Liu Xinyao, Xin Junchang, Dai Bingtian, Shen Qi, Huang Zhihong, Wang Zhiqiong
College of Medicine and Biological Information Engineering, Northeastern University, 110819, China.
College of Computer Science and Engineering, Northeastern University, 110819, China.
Comput Methods Programs Biomed. 2025 Jan;258:108482. doi: 10.1016/j.cmpb.2024.108482. Epub 2024 Nov 14.
Automatic generation of medical reports reduces both the burden on radiologists and the possibility of errors due to the inexperience of radiologists. The model that utilizes attention mechanism and contrastive learning can generate medical reports by capturing both general and specific semantics. However, existing contrastive learning methods ignore the specificity of medical data, that is, a patient may suffer from multiple diseases at the same time. This means that the lack of fine-grained relationships for contrastive learning will lead to the problem of insufficient specificity.
To address the above problem, a label correlated contrastive learning method is proposed to encourage the model to generate higher-quality reports. Firstly, the refined similarity description matrix of the contrastive relationship between the reports is obtained by calculating the similarities between the multi-label classification of the reports. Secondly, the representations of image features and the embeddings containing semantic information from the decoder are projected into a hidden space. Thirdly, label correlated contrastive learning is performed with the hidden representations of the image, the embeddings of the text, and the similarity matrix. Through contrastive learning, the "hard" negative samples that share more labels with the target sample are being assigned more weights. Finally, label correlated contrastive learning and attention mechanism are combined to generate reports.
Comprehensive experiments are conducted on widely used datasets, IU X-ray and MIMIC-CXR. Specifically, on IU X-ray dataset, our method achieves METEOR and ROUGE-L scores of 0.198 and 0.392, respectively. On MIMIC-CXR dataset, our method achieves precision, recall, and F-1 scores of 0.384, 0.376, and 0.304, respectively. The results indicate that proposed method outperforms previous state-of-the-art models.
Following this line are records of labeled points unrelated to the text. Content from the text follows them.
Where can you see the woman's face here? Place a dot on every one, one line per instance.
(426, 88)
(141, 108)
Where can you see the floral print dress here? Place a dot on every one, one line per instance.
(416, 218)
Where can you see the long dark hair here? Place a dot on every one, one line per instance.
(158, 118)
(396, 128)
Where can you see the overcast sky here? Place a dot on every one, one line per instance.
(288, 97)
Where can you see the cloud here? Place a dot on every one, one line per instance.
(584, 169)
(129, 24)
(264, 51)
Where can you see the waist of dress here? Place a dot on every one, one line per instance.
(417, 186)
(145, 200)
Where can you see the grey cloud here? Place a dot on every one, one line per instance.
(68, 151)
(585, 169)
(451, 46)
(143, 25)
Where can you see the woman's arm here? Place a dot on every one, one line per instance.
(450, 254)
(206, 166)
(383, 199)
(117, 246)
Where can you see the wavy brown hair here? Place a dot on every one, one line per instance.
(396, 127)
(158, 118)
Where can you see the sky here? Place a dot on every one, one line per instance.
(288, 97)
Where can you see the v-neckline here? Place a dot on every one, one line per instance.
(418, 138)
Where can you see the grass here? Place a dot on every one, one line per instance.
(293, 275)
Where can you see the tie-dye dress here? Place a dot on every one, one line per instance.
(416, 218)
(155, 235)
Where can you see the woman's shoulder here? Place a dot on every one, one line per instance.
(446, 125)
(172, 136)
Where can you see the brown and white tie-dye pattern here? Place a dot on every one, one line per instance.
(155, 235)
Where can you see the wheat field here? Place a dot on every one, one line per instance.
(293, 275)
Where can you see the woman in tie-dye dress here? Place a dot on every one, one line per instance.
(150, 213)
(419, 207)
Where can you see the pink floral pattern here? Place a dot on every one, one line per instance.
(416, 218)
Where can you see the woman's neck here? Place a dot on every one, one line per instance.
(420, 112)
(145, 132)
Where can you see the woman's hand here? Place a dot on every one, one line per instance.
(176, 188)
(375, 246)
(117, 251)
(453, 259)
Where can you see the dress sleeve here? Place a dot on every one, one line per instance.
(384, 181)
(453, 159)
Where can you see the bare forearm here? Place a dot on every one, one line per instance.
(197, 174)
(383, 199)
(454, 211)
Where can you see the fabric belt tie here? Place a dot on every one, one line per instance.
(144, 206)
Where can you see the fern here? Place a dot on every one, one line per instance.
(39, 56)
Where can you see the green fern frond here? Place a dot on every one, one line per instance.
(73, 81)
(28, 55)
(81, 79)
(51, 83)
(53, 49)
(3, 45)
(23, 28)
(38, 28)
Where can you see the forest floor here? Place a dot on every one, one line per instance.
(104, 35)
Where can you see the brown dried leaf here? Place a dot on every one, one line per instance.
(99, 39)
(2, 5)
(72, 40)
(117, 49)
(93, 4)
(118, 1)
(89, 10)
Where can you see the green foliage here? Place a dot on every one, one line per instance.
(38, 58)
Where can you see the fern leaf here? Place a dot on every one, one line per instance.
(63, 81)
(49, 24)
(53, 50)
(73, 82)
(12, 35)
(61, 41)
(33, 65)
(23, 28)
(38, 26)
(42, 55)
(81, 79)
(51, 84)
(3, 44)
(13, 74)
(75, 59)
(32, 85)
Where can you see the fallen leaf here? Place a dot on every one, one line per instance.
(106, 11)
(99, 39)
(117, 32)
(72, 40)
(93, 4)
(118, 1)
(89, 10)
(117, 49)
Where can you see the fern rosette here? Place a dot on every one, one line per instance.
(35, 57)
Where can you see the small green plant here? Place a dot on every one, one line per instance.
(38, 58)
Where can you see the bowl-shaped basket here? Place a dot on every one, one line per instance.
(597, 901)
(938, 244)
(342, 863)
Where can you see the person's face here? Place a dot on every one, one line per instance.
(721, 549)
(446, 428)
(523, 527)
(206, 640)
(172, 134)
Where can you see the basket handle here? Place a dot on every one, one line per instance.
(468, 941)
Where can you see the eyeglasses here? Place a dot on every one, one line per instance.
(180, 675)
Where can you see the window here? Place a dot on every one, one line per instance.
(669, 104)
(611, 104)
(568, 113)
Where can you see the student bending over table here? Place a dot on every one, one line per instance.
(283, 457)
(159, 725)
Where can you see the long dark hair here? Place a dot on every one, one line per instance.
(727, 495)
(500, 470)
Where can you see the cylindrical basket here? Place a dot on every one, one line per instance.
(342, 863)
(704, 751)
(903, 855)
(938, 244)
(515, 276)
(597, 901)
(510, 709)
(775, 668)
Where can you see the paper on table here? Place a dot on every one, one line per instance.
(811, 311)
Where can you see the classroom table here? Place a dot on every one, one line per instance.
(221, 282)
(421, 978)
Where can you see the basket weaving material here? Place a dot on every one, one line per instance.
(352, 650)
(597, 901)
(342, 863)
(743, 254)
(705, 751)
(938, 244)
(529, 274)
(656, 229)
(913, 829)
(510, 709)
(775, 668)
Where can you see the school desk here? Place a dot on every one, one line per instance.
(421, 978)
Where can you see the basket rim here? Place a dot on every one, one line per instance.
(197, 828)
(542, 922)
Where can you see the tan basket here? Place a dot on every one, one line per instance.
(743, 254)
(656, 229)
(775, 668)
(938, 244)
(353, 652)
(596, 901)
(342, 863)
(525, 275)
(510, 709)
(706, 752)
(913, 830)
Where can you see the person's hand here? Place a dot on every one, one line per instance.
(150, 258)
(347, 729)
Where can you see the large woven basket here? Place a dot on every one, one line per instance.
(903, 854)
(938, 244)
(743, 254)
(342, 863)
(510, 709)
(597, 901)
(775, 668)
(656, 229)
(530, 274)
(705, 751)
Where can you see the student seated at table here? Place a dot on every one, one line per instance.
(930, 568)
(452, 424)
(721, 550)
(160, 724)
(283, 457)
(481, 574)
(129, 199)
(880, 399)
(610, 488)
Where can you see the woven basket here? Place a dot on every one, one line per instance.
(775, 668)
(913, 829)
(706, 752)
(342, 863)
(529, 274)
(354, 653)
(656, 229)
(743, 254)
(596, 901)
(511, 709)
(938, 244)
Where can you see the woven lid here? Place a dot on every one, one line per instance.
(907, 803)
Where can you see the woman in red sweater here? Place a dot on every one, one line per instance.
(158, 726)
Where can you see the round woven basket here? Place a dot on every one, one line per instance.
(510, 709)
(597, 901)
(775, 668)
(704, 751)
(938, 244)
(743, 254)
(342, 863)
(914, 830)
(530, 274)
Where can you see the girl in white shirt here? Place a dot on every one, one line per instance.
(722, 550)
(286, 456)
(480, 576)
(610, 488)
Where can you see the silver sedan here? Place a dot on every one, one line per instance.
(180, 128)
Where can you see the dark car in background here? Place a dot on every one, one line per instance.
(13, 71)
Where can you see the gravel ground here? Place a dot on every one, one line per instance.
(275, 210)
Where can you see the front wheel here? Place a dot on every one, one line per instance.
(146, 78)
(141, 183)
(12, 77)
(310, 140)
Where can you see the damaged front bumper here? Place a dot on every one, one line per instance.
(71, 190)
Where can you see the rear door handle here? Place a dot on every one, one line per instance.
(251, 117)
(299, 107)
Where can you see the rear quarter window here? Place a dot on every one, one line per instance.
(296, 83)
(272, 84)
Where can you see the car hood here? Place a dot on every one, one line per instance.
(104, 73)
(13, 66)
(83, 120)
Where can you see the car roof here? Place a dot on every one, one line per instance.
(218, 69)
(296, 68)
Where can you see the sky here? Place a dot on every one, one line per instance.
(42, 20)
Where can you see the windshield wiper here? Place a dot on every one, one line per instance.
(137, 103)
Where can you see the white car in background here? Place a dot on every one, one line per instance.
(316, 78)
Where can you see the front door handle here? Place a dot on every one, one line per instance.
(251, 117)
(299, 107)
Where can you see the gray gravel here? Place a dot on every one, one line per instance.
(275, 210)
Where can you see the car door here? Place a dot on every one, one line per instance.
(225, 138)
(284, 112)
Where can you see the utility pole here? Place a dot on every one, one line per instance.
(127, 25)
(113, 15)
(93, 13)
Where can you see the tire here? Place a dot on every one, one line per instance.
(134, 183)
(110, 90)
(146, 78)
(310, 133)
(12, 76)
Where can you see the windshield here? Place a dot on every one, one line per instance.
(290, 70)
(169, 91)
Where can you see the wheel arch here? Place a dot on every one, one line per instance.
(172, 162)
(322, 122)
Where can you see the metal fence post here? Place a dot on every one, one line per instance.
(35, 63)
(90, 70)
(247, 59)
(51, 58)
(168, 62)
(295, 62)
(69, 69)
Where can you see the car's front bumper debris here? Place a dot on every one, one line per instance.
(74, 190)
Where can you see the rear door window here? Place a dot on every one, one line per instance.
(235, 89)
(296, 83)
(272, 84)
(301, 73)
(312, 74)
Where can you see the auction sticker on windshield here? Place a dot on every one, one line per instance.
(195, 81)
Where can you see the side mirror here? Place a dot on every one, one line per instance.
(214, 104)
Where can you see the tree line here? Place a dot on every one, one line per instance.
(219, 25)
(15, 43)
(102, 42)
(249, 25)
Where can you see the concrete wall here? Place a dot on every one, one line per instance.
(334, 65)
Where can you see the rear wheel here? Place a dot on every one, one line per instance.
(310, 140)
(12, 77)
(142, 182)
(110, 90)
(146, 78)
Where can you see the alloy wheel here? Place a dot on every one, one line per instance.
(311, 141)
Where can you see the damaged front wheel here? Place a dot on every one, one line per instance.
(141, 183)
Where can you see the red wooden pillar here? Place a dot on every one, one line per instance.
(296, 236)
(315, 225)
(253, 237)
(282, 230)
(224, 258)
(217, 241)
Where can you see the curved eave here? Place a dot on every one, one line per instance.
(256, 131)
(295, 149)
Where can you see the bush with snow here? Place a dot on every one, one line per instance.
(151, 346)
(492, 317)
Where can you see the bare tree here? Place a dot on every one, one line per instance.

This work improves the performance of automatically generating medical reports, making their application in computer-aided diagnosis feasible.
医学报告的自动生成既减轻了放射科医生的负担,又降低了因放射科医生经验不足而导致错误的可能性。利用注意力机制和对比学习的模型可以通过捕捉一般语义和特定语义来生成医学报告。然而,现有的对比学习方法忽略了医学数据的特殊性,即患者可能同时患有多种疾病。这意味着对比学习缺乏细粒度关系会导致特异性不足的问题。
为了解决上述问题,提出了一种标签相关对比学习方法,以鼓励模型生成更高质量的报告。首先,通过计算报告的多标签分类之间的相似度,得到报告对比关系的精细相似度描述矩阵。其次,将图像特征的表示和来自解码器的包含语义信息的嵌入投影到一个隐藏空间中。第三,利用图像的隐藏表示、文本的嵌入和相似度矩阵进行标签相关对比学习。通过对比学习,与目标样本共享更多标签的“硬”负样本被赋予更大的权重。最后,将标签相关对比学习与注意力机制相结合来生成报告。
在广泛使用的数据集IU X射线和MIMIC-CXR上进行了综合实验。具体而言,在IU X射线数据集上,我们的方法分别实现了METEOR和ROUGE-L分数为0.198和0.392。在MIMIC-CXR数据集上,我们的方法分别实现了精确率、召回率和F-1分数为0.384、0.376和0.304。结果表明,所提出的方法优于先前的最先进模型。
这项工作提高了医学报告自动生成的性能,使其在计算机辅助诊断中的应用成为可能。